The story swirls ferociously like a whirlpool on the Shattered Sea, toying with the reader through juxtapositions of success and failure, of threat and security, of love and despair. As the plot not so much unfolds as rollercoasters, I was left wondering at the rationale behind Abercrombie's bid for the YA readership.
Was he seeking to colonise a new genre? to invade it? or perhaps, more in keeping with the warlike Gettlanders and Vansterlanders, this was a raid into enemy territory to drag a new clutch of readers kicking and screaming back into the bowels of Grimdark fiction proper (if such a thing exists). Certainly as the story progresses, happy endings and fine romances drift ever further from reach like a will-o-the-wisp.
This is after all a war and, not withstanding the book's title it is a total war where the stakes are raised so high no-one can afford either to leave the game or to lose it. Battle lust and mendacious diplomacy compete to commit crimes of the most villainy and nobody's hand is entirely unstained by sin, save perhaps the fragile form of Skara and the worthy mountain that is Brand.

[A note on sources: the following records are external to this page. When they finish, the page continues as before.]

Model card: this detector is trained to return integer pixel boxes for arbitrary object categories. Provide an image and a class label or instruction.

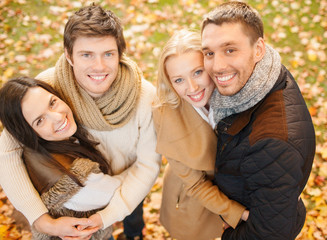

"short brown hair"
[202,2,263,44]
[64,4,126,57]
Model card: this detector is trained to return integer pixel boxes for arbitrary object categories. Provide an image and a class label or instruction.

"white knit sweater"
[0,68,161,228]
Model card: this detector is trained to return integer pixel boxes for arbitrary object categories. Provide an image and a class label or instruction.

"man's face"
[65,36,119,98]
[202,23,265,96]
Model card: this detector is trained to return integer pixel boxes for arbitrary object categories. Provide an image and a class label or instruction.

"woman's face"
[166,51,215,107]
[21,87,77,141]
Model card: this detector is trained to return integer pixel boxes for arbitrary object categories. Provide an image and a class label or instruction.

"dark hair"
[201,1,263,44]
[64,4,126,57]
[0,77,112,185]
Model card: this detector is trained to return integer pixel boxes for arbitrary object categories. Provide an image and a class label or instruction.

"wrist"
[33,213,55,235]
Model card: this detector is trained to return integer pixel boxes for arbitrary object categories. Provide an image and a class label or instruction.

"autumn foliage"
[0,0,327,240]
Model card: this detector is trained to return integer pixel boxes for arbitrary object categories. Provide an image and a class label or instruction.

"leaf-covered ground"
[0,0,327,240]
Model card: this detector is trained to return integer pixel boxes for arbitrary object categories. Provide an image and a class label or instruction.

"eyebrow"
[202,41,236,51]
[31,95,54,127]
[76,49,118,53]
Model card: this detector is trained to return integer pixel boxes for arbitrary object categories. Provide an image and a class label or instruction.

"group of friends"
[0,2,315,240]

The love interests (for they are multiple) are complex like the politico-military backdrop. Happy endings are for fairy tales and this is no fairy tale, even the elves -we discover - are not what we thought they were. And when dust and lust has settled and a calm descends once more upon the shattered sea, we are left wondering how much has really changed, how much is ever changed through war? It is a grim business after all.
Individuals do not win a war, they survive it, and not everyone can survive. And that is where the YA readership splutter their last protests as Abercrombie drags them in triumph across the border of Grimdarkland.